Umzug & Einleben

Ankommen & Eingewöhnung

January 11, 2018
Gabi Hegan

So verwendest du Schecks in den USA

Während Schecks in Europa kaum noch als Zahlungsmittel Verwendung finden, ist die Bezahlung mit den sogenannten „personal checks“ in den USA noch Gang und Gäbe. Ob Miete, Stromrechnung oder die Schulgebühr – die Amerikaner schreiben so viele Schecks wie kein anderes Land. Hier zeigen wir dir, worauf du achten muss, wenn du Schecks ausstellst oder erhältst.

Wenn du ein Bankkonto in den USA eröffnest, wirst du meist automatisch gefragt, ob du Schecks von der Bank haben möchtest.

Einige Banken bieten die erste Box gratis an, andere Banken verlangen jedoch eine Gebühr, die meist zwischen 25 US-Dollar und 40 US-Dollar liegt, je nach Bank und Stückzahl. In manchen Fällen kannst du deine Schecks auch noch personalisieren. In jedem Fall muss eine aktuelle Adresse angegeben sein. Daher solltest du deine Schecks erst bestellen, wenn du einen festen Wohnsitz hast.
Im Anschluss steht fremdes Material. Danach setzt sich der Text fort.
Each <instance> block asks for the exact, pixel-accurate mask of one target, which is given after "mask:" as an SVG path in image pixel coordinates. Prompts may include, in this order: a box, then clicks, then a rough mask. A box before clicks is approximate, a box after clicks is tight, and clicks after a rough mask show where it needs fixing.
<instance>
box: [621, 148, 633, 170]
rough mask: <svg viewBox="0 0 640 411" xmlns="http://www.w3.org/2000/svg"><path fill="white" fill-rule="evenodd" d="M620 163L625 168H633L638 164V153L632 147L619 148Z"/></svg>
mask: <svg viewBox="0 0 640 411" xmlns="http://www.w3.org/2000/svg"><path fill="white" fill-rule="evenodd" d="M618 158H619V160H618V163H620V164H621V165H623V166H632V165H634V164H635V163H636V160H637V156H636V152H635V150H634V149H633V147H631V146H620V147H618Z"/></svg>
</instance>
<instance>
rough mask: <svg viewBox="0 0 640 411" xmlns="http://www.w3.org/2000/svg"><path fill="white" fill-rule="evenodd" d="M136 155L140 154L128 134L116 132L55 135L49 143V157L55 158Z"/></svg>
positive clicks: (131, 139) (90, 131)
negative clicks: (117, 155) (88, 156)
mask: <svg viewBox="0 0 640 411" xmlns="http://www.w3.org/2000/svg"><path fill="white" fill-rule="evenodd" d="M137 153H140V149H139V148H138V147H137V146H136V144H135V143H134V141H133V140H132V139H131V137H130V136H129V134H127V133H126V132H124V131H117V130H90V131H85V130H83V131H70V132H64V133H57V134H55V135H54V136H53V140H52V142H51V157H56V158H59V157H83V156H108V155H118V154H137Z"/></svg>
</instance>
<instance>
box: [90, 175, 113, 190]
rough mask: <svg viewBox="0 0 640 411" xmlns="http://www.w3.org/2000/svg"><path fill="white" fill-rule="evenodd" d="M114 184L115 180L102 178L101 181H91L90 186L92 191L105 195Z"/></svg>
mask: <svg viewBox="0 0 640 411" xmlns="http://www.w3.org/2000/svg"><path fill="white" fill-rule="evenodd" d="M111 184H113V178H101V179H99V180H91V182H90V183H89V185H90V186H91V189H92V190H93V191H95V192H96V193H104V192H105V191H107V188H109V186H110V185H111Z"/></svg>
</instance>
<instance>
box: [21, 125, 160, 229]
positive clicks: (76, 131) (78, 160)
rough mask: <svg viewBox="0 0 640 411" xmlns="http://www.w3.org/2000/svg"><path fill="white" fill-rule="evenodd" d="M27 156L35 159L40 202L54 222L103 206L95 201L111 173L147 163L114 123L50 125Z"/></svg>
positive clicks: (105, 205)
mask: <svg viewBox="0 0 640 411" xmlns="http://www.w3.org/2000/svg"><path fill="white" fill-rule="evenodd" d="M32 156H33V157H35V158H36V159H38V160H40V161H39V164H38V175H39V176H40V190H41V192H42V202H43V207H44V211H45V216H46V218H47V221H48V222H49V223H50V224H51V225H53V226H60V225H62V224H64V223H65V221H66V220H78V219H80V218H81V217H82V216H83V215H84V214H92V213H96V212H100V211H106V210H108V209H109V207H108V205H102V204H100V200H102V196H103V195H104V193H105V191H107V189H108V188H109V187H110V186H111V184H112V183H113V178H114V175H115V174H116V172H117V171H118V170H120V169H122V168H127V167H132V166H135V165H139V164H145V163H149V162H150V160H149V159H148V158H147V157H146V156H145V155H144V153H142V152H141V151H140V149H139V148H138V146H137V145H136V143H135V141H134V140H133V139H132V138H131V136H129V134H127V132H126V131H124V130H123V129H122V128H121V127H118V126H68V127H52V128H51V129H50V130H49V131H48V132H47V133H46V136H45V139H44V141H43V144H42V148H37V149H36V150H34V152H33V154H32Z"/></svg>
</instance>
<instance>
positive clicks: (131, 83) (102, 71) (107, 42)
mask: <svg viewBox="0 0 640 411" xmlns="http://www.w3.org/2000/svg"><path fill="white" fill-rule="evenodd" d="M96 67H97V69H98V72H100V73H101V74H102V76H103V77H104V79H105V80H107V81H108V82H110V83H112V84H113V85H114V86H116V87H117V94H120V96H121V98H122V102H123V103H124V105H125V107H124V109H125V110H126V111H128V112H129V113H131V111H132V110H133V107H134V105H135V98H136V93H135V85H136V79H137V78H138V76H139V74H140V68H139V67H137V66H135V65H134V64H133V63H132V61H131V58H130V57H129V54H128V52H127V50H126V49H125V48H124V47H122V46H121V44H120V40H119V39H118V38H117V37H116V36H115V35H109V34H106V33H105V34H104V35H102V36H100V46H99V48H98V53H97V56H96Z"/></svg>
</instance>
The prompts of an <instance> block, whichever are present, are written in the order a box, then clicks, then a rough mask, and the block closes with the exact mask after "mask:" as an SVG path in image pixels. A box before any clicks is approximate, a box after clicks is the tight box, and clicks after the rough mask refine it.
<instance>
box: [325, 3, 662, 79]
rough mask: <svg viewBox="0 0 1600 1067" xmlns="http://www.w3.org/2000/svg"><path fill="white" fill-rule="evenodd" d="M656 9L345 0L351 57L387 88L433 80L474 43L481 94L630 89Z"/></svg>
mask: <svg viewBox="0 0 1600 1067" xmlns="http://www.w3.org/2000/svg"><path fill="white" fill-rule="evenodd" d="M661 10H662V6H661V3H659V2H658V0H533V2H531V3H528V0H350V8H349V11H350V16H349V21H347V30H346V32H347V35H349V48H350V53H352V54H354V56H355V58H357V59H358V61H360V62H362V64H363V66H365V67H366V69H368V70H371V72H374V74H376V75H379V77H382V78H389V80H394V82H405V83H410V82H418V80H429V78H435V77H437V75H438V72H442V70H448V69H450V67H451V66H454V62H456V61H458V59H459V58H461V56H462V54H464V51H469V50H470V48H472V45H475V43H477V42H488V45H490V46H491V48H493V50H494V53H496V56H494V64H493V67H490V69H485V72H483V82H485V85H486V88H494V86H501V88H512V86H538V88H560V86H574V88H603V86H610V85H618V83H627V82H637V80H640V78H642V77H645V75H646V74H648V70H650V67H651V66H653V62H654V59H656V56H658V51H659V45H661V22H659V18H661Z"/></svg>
Wie füllt man einen amerikanischen Scheck aus?

1. Datum: Hier gibt es verschiedene Schreibweisen, zum Beispiel 5-1-2017 oder 5/1/17 oder auch May 1, 2017, aber es gilt wie überall in den USA, zuerst den Monat zu nennen.

2. Name: Name des Empfängers. Dieser kann entweder eine Person oder eine Firma sein (etwa Walmart, Verizon etc.).
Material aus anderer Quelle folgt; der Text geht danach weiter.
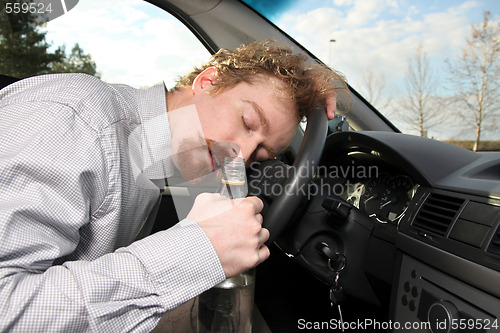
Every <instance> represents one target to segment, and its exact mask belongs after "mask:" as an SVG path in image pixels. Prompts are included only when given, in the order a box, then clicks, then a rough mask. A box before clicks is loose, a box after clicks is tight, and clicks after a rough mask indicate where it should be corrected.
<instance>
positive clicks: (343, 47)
mask: <svg viewBox="0 0 500 333" xmlns="http://www.w3.org/2000/svg"><path fill="white" fill-rule="evenodd" d="M334 3H335V4H337V5H340V6H341V7H337V9H334V8H331V7H322V8H315V9H313V10H311V11H309V12H303V13H294V14H293V15H290V16H289V17H283V19H282V24H283V26H284V30H285V31H290V30H291V31H293V33H292V36H295V37H296V39H297V40H298V41H299V42H300V43H302V44H303V45H304V46H305V47H306V48H308V49H309V50H311V52H313V53H314V54H316V55H317V56H318V57H319V58H320V59H323V61H324V62H325V63H327V64H331V65H332V66H334V67H335V68H336V69H338V70H340V71H341V72H343V73H344V74H346V76H347V79H348V81H349V82H350V83H351V85H353V86H354V87H355V88H356V86H358V87H359V86H361V84H362V77H363V74H364V73H365V72H366V70H367V69H371V70H373V71H374V72H375V73H380V74H383V75H384V77H385V78H386V80H387V84H388V85H389V86H392V89H391V90H392V91H393V92H395V93H396V92H397V90H398V87H399V86H401V85H402V81H403V80H404V76H405V73H406V70H407V66H408V59H409V57H410V56H411V54H412V53H413V52H414V51H415V48H416V47H417V45H418V44H419V43H422V44H423V46H424V48H425V50H426V52H427V54H428V56H429V59H430V60H431V64H432V65H433V66H435V68H436V70H441V69H442V68H443V67H444V59H445V58H447V57H450V56H452V55H454V54H457V53H458V52H459V51H460V49H461V48H462V47H463V46H464V45H465V38H466V36H467V34H468V33H469V31H470V25H471V24H472V23H473V22H471V19H470V12H471V11H472V10H474V11H481V9H480V7H479V5H478V3H477V2H474V1H467V2H464V3H458V4H457V5H456V6H451V7H449V8H435V9H433V10H430V9H429V8H426V7H425V6H426V4H419V6H420V7H417V5H415V4H412V5H409V7H408V8H409V9H407V8H404V7H403V4H404V2H402V1H393V0H375V1H372V0H352V1H347V0H334ZM332 38H333V39H335V40H336V42H335V43H330V42H329V41H330V39H332Z"/></svg>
3. Betrag: Hier gibt es in der Regel zwei Schreibweisen. Entweder du schreibst du die Centbeträge hinter den Punkt, etwa 235.50 (das sind als 235 US-Dollar und 50 Cent), oder du schreibst den Centbetrag klein und setzt dahinter einen Schrägstrich, neben den du „100“ schreibst. Das bedeutet so viel wie „0 Cent von 100”. In dem genanten Beispiel würdest du also, „50/100“ schreiben.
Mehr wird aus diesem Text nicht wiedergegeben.